Holy Land wasn't accused of violence. Rather, the government said the Richardson, Texas-based charity financed schools, hospitals and social welfare programs controlled by Hamas in areas ravaged by the Israeli-Palestinian conflict....
Prosecutors labeled Holy Land's benefactors – called committees – as terrorist-recruiting pools. The charities, the government argued, spread Hamas' violent ideology and generated loyalty and support among Palestinians.

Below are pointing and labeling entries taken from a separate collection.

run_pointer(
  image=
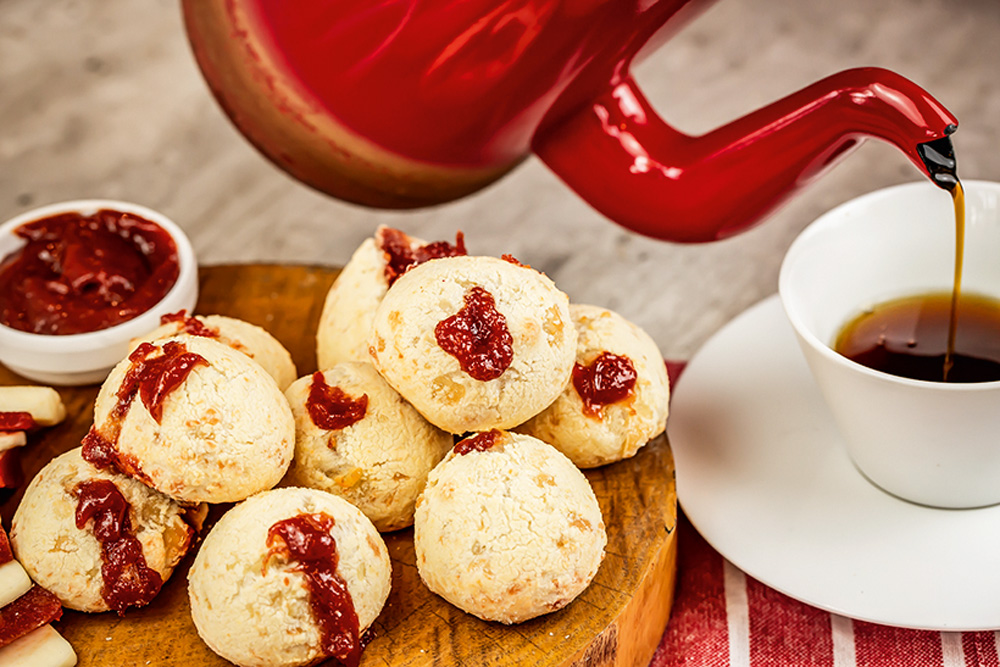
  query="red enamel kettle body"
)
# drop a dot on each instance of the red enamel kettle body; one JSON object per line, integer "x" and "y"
{"x": 408, "y": 103}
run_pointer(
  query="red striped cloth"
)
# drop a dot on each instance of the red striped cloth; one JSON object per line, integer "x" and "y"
{"x": 723, "y": 618}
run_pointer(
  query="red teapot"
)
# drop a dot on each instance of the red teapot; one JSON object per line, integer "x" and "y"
{"x": 408, "y": 103}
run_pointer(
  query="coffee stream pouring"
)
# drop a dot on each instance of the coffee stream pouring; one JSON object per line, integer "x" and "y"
{"x": 408, "y": 103}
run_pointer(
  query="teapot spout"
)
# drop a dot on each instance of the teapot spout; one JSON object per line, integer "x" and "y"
{"x": 640, "y": 172}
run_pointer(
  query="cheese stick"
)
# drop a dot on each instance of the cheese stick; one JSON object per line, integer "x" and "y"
{"x": 43, "y": 647}
{"x": 43, "y": 403}
{"x": 12, "y": 439}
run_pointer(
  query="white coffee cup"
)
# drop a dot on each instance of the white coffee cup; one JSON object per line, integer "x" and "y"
{"x": 932, "y": 443}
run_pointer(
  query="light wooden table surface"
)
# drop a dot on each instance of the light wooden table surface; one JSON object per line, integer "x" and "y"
{"x": 103, "y": 99}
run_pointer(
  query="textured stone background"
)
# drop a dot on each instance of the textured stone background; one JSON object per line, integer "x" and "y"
{"x": 103, "y": 99}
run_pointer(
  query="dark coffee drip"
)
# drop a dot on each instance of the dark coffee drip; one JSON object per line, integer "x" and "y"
{"x": 899, "y": 337}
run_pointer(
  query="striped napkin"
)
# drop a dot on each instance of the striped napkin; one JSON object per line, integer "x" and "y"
{"x": 723, "y": 618}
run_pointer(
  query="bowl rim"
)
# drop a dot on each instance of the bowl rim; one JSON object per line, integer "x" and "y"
{"x": 101, "y": 338}
{"x": 831, "y": 219}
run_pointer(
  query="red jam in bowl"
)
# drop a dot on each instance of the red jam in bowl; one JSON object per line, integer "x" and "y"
{"x": 79, "y": 273}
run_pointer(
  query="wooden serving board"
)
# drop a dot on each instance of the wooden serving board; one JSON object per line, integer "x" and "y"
{"x": 617, "y": 621}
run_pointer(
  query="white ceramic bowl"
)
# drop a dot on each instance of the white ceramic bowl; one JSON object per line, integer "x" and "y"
{"x": 86, "y": 358}
{"x": 932, "y": 443}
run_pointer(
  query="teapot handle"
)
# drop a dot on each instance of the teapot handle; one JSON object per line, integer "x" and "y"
{"x": 634, "y": 168}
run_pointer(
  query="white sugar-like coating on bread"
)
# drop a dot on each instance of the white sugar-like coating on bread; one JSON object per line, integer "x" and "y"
{"x": 346, "y": 320}
{"x": 621, "y": 428}
{"x": 67, "y": 560}
{"x": 250, "y": 339}
{"x": 226, "y": 431}
{"x": 405, "y": 349}
{"x": 508, "y": 533}
{"x": 253, "y": 609}
{"x": 379, "y": 463}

According to The New York Times, a federal prosecutor argued against the defendants' claims that the Holy Land Foundation, once the largest Muslim charity in the US, was providing legitimate humanitarian aid.
The prosecutor, Barry Jonas, told jurors in closing arguments last week that they should not be deceived by the foundation's cover of humanitarian work, describing the charities it financed as terrorist recruitment centers that were part of a "womb to the tomb" cycle.
Judge Solis has ordered that the foundation's convicted leaders be detained, citing their ties to the Middle East, reports the AP. A sentencing date has yet to be scheduled, but the punishments are expected to be steep. Leaders of the defunct foundation might also be required to forfeit millions of dollars.
Supporting a terrorist organization carries a maximum 15-year sentence on each count; money laundering carries a maximum 20 years on each conviction.